Abstract: Counting is hard, but calculus is easy! For example, it takes some thought to see that the non-similar binary trees of fixed length are counted by the Catalan numbers, but any freshman walking the halls of Eckhart can tell you that the derivative of $$x^n$$ is $$nx^(n-1)$$.
In this talk we will tell you how to show the first statement from the second: how to turn hard counting problems into easy calculus ones. Other examples of problems we'll solve are:
1. N students throw their hats up at graduation. What's the chance that nobody gets their own hat back when they land? By multiplying two Taylor series, we'll find an explicit formula that goes to 1⁄e as N→infinity!
2. It turns out that the Fibonacci numbers are given by the explicit formula $$F_n = (g^n + 1/g^n)/\sqrt(5)$$ where g is the golden ratio.
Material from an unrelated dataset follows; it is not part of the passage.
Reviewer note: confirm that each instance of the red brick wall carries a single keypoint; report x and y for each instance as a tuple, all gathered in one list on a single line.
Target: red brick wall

We'll show this by partial fraction decomposition.
3. A drunk man starts at the bar, and stumbles back and forth randomly. On a line and a plane, he will surely return to the bar - but in 3-dimensional space and any higher dimension, this fails to be true! What is even more remarkable is that the solution involves essentially no combinatorics, and is solved by estimating how big a certain integral is.